Kamil Glik szczęśliwy po meczu z Anglią. "Wróciła stara reprezentacja. W naszej twierdzy nigdy nie przegramy"
Kamil Glik był jedną z wiodących postaci reprezentacji Polski podczas spotkania z Anglią. Obrońca Benevento w rozmowie z "TVP Sport" nie ukrywał radości z wywalczonego w środę punktu.
W końcówce spotkania na twarzy doświadczonego stopera pojawił się grymas bólu. Wygląda jednak na to, że Glik nie doznał poważnego urazu i będzie mógł grać w kolejnych spotkaniach.
- Mam nadzieję, że z kolanem wszystko będzie w porządku. Poczułem przeprost, przeszedł mi prąd przez całą nogę. Wydaje mi się, że ostatecznie skończyło się na strachu, a nie na kontuzji. Więcej będzie można powiedzieć dopiero jutro - przyznał Glik w rozmowie z "TVP Sport".
- Wszystkich ten mecz dużo kosztował. Nie zabrakło nam tego, z czego byliśmy znani - charakteru. Można powiedzieć, że wróciła ta stara reprezentacja. W miarę dobrze graliśmy w defensywie. Czystego konta nie udało nam się zachować, ale Anglicy też nie mieli stuprocentowych sytuacji - ocenił.
- Możemy być zadowoleni.
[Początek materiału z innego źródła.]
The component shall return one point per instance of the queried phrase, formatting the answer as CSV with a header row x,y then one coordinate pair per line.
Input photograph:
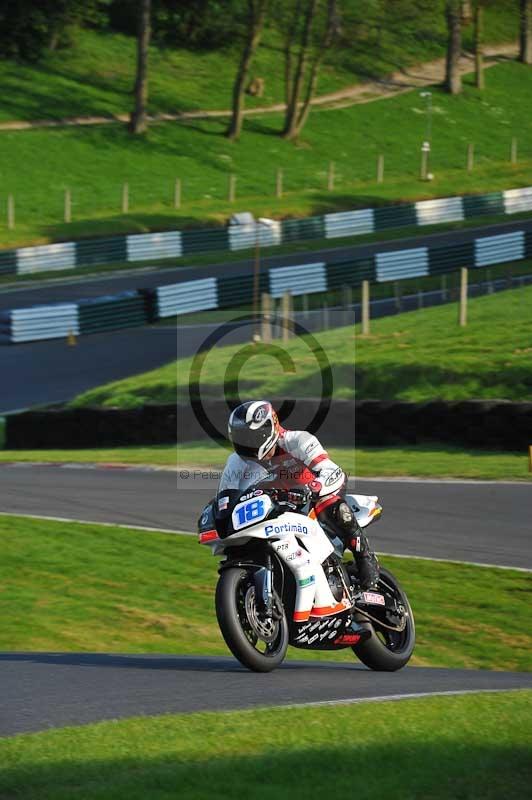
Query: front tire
x,y
386,650
260,646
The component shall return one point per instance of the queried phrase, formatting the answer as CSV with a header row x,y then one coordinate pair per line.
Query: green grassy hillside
x,y
95,74
94,162
414,356
437,748
92,588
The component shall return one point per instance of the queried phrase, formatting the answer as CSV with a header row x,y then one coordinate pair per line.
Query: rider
x,y
261,443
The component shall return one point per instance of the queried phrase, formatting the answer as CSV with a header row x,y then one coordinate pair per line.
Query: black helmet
x,y
253,429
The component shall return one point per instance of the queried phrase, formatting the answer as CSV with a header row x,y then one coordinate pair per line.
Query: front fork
x,y
264,588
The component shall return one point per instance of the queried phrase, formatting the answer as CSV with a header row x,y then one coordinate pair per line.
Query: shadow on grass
x,y
402,769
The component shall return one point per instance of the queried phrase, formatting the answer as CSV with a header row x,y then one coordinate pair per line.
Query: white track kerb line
x,y
141,528
392,698
144,528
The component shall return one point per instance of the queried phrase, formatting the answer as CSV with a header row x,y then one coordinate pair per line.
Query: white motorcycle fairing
x,y
366,508
302,545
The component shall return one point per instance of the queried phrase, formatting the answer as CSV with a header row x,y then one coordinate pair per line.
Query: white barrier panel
x,y
444,209
182,298
304,279
242,237
402,264
516,200
44,322
498,249
46,257
349,223
145,246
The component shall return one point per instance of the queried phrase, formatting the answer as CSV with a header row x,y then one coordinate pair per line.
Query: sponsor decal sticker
x,y
285,528
373,598
348,638
292,556
251,495
334,477
260,414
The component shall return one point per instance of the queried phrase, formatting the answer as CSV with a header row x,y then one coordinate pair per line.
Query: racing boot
x,y
355,541
366,561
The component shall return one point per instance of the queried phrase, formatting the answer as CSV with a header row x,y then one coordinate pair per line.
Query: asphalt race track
x,y
52,372
46,690
74,288
477,522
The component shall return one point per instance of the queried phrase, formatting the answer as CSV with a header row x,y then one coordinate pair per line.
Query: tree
x,y
525,30
256,16
453,16
309,35
138,122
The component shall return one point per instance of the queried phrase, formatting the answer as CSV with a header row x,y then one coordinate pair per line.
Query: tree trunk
x,y
297,110
453,80
477,37
290,123
138,122
525,38
313,80
289,43
255,25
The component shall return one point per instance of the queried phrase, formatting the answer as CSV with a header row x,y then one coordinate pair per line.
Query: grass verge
x,y
422,461
439,748
73,587
416,356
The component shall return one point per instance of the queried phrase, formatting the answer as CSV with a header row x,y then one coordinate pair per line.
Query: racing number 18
x,y
251,511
Narodowy to nasza twierdza, gdzie chyba już nigdy nie przegramy. Na pewno się bardzo cieszymy - podkreślił.
- Ostatni mecz tutaj przegraliśmy w 2013 roku. Wszystkie reprezentacje, które tu przyjeżdżają, wiedzą, że Polska może jakościowo nie gra wielkich meczów, ale na pewno nie brakuje w niej charakteru. Dzisiaj właśnie tak było - dodał.
- Mamy dwa spotkania w październiku, dwa w listopadzie. Finałowy mecz z Węgrami zagramy właśnie tutaj. Jedziemy dalej, to fajny punkt i moment dla drużyny - zakończył.